エリオット卿のような粗っぽさが、まるでない。
鳥肌が立つほど滑らかで、一瞬の遅滞もなかった。
黒騎士が刀を白木の鞘に収め、振り向く。
その瞳は、真っ直ぐこちらを向いていた。
神の眼で見ていることがばれたか?
慌てて、術を解く。
同時に、試合終了の合図が響き渡った。
ギレイの致死判定。
当然、アルトゥール・フォン・ビシュヴァイラーの勝利である。
「エリオット卿があの境地に辿り着くのは、まだ遠そうだなあ」
思わず、比べてしまう。
原理的には似たような技だが、とてもいまのエリオット卿では再現はできまい。
「ともあれ、これで準決勝の組み合わせが決まったな」
第一試合は、ぼくとコンスタンツェ・オルシーニ。
第二試合は、スヴェン・クリングヴァルとアルトゥール・フォン・ビシュヴァイラー。
瞬きひとつの油断で勝敗が決まってしまうレベルの人しか残っていない。
正直、此処からは勝てるかわからないや。
「大丈夫よ、アラナンなら。いつだって、勝ってきたじゃない」
マリーが努めて気楽なことを言って、ぼくの不安を拭おうとする。
ま、そうだよな。
やれることをやるだけだ。
「あの抜刀術の速さは、主様の太陽神の翼に並びなんす」
「クリングヴァル先生の雷光と比べてどうだい」
「残念ながら──」
そうだよな。
クリングヴァル先生の雷光は人の子として限界を極めた速さだろうが、黒騎士は限界を突き抜けている。

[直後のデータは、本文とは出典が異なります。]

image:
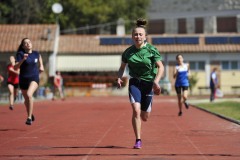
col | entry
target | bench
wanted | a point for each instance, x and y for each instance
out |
(200, 88)
(235, 89)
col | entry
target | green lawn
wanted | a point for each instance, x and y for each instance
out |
(229, 109)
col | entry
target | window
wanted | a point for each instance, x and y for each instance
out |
(199, 25)
(156, 27)
(226, 24)
(197, 66)
(230, 65)
(182, 26)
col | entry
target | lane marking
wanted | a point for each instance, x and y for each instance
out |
(190, 141)
(100, 140)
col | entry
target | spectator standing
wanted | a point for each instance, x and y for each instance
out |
(213, 84)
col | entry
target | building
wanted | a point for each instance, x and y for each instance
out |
(189, 27)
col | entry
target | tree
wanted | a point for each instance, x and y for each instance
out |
(76, 13)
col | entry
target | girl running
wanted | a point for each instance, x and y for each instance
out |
(146, 70)
(181, 73)
(30, 64)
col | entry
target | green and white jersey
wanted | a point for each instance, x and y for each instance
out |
(141, 62)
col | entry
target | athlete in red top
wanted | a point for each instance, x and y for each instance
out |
(58, 85)
(12, 81)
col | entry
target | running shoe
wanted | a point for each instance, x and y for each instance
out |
(186, 104)
(11, 107)
(138, 145)
(33, 118)
(29, 121)
(180, 113)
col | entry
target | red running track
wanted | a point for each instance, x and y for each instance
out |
(99, 128)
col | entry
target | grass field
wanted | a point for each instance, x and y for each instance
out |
(229, 109)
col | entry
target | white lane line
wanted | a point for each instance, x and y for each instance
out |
(100, 140)
(191, 142)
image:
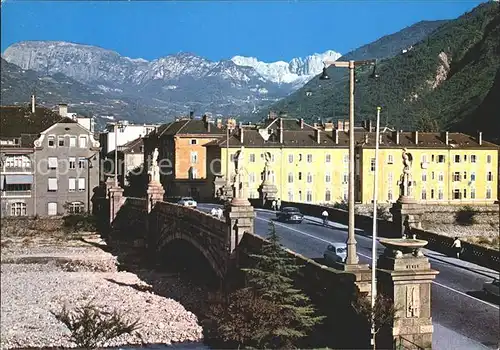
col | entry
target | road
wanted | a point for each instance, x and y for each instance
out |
(462, 317)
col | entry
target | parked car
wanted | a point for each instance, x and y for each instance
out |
(290, 214)
(188, 202)
(335, 253)
(492, 288)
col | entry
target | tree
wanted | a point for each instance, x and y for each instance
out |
(383, 311)
(272, 278)
(91, 327)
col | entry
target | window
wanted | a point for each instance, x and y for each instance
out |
(83, 141)
(52, 184)
(328, 196)
(309, 196)
(75, 208)
(488, 193)
(72, 184)
(18, 209)
(194, 157)
(52, 208)
(81, 162)
(51, 140)
(52, 162)
(328, 177)
(440, 194)
(81, 184)
(309, 178)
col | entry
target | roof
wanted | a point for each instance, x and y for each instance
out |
(19, 122)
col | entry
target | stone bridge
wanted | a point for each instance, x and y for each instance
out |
(226, 243)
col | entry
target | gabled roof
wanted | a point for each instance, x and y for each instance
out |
(19, 122)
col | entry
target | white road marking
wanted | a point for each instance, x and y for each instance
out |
(369, 257)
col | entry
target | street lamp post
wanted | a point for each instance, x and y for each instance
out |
(352, 256)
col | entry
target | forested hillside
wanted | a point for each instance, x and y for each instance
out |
(447, 81)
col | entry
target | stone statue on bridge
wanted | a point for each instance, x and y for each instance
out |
(154, 170)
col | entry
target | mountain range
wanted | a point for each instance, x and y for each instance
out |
(447, 81)
(101, 82)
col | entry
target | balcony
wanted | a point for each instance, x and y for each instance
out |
(16, 194)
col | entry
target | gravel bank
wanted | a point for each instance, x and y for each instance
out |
(38, 278)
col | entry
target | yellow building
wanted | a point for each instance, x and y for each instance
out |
(310, 163)
(447, 168)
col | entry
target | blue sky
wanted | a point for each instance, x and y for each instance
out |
(268, 30)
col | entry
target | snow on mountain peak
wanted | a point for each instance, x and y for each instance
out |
(298, 70)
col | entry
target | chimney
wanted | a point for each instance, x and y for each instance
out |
(33, 103)
(63, 110)
(281, 130)
(395, 136)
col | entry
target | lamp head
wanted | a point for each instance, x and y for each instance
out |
(324, 75)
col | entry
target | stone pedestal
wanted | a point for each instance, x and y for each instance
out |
(404, 275)
(240, 219)
(155, 193)
(406, 212)
(267, 192)
(115, 195)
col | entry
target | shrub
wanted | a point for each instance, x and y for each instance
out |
(465, 216)
(91, 327)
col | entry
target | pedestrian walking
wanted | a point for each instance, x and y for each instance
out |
(457, 247)
(324, 214)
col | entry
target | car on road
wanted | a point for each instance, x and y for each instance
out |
(290, 214)
(492, 288)
(335, 253)
(188, 202)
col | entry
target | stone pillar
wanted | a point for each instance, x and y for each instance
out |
(115, 195)
(240, 219)
(155, 193)
(406, 214)
(405, 276)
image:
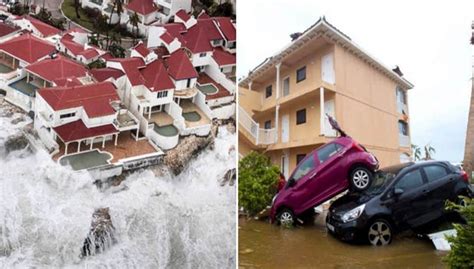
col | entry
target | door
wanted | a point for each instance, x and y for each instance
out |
(329, 109)
(285, 128)
(285, 165)
(327, 69)
(410, 207)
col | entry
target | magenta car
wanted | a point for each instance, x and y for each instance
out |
(327, 171)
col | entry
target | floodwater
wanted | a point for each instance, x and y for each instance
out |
(262, 245)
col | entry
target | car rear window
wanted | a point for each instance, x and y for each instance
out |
(410, 180)
(328, 151)
(435, 172)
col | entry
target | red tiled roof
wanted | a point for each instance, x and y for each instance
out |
(227, 28)
(54, 69)
(27, 48)
(44, 28)
(223, 57)
(6, 29)
(156, 77)
(183, 15)
(142, 50)
(131, 68)
(77, 130)
(179, 66)
(197, 39)
(143, 7)
(103, 74)
(94, 98)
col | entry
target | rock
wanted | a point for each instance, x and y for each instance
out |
(15, 142)
(229, 177)
(101, 234)
(177, 158)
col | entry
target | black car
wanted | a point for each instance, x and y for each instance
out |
(401, 197)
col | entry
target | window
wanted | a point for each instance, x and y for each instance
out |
(301, 116)
(435, 172)
(402, 127)
(286, 86)
(301, 74)
(304, 168)
(268, 91)
(268, 124)
(328, 151)
(67, 115)
(401, 96)
(162, 94)
(299, 158)
(410, 180)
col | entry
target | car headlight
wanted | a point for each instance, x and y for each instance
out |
(274, 198)
(353, 213)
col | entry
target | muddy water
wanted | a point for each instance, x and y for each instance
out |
(262, 245)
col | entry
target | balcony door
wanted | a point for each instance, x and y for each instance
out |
(327, 69)
(285, 128)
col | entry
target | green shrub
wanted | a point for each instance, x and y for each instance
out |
(258, 180)
(462, 245)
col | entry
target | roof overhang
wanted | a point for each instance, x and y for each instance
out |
(322, 29)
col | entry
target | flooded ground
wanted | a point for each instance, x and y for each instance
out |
(262, 245)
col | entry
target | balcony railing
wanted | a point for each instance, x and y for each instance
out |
(404, 140)
(260, 135)
(402, 108)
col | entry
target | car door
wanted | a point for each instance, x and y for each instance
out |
(303, 188)
(440, 188)
(326, 180)
(409, 207)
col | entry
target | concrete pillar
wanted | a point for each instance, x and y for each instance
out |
(277, 110)
(321, 106)
(278, 81)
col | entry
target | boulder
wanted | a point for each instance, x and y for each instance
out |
(101, 233)
(16, 142)
(229, 177)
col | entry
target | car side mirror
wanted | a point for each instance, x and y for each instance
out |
(291, 182)
(397, 191)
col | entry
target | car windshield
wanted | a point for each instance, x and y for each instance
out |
(381, 180)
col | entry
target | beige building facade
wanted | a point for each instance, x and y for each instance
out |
(284, 101)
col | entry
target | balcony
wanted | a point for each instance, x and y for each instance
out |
(404, 140)
(259, 135)
(402, 108)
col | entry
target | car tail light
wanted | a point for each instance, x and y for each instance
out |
(358, 146)
(464, 176)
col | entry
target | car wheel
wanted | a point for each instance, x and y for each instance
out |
(286, 217)
(379, 233)
(361, 178)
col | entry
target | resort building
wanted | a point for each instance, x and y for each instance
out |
(284, 100)
(468, 163)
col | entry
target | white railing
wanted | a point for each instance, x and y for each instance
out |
(404, 140)
(266, 136)
(401, 107)
(261, 136)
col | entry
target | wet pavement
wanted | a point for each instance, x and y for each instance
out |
(262, 245)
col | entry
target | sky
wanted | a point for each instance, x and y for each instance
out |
(429, 40)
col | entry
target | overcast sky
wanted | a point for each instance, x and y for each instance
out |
(427, 39)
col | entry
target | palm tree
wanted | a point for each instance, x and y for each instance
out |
(134, 21)
(416, 152)
(429, 151)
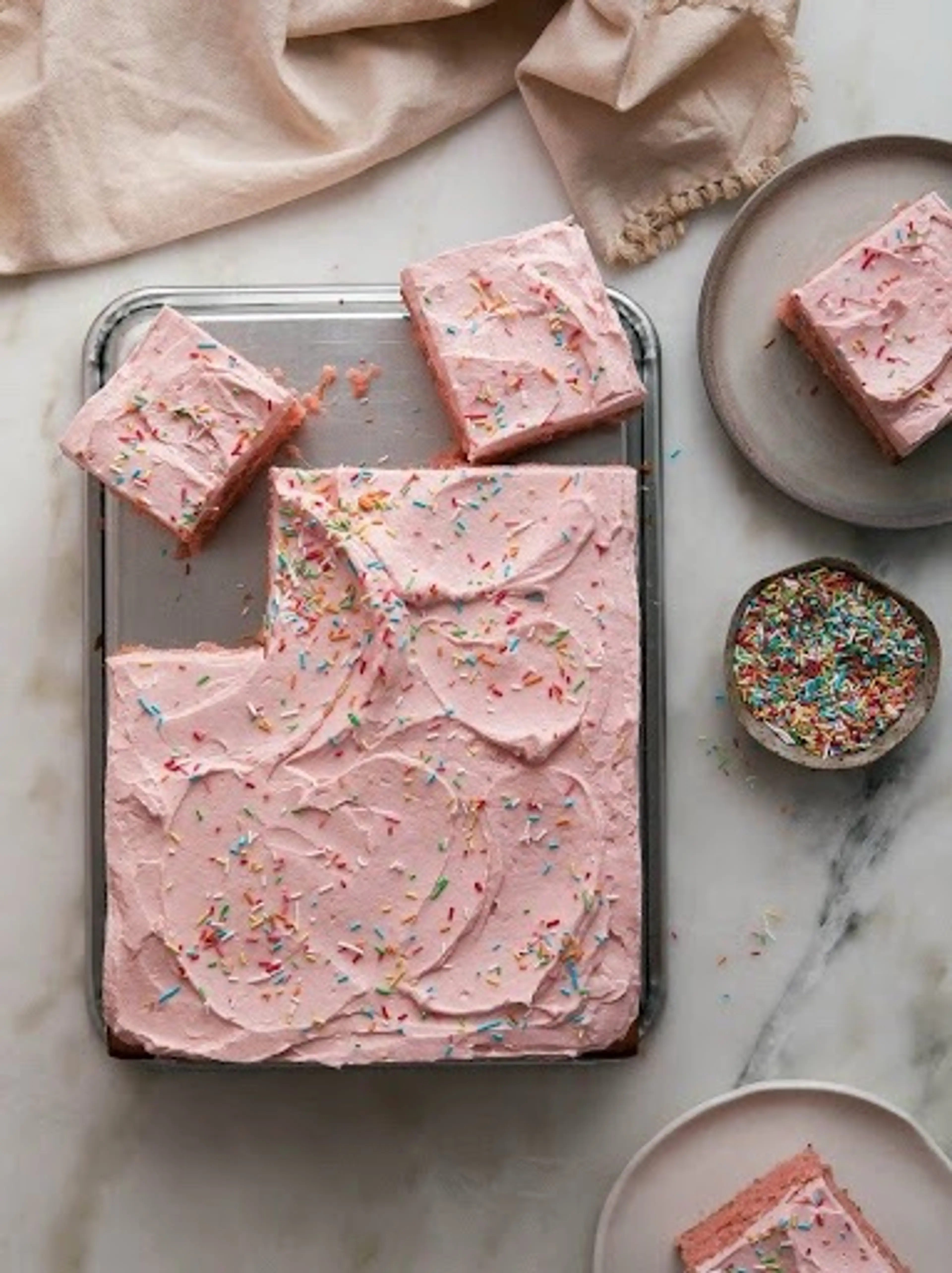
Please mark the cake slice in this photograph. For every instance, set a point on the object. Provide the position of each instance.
(793, 1220)
(879, 321)
(182, 427)
(522, 339)
(405, 827)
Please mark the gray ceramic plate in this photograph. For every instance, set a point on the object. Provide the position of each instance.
(786, 418)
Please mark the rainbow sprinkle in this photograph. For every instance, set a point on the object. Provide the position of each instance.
(827, 660)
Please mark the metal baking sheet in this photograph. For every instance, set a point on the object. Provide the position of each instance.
(139, 592)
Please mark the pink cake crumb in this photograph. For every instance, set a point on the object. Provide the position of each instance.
(314, 400)
(522, 341)
(182, 428)
(362, 377)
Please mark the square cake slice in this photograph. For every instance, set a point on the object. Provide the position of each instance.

しかし、それでもクリングヴァル先生なら、何とかしてくれると思うんだ。
「ま、とりあえずぼくは聖騎士対策だ。あの空間を跳び越えてくる刃を破る手立てを考えないと」
ダンバーさんみたいに剣筋で軌跡を読んでも無駄だということはわかった。
恐らくあれは虚空を使った空間跳躍だろう。
神の眼で読めるのかどうかは、食らってみないとわからないな。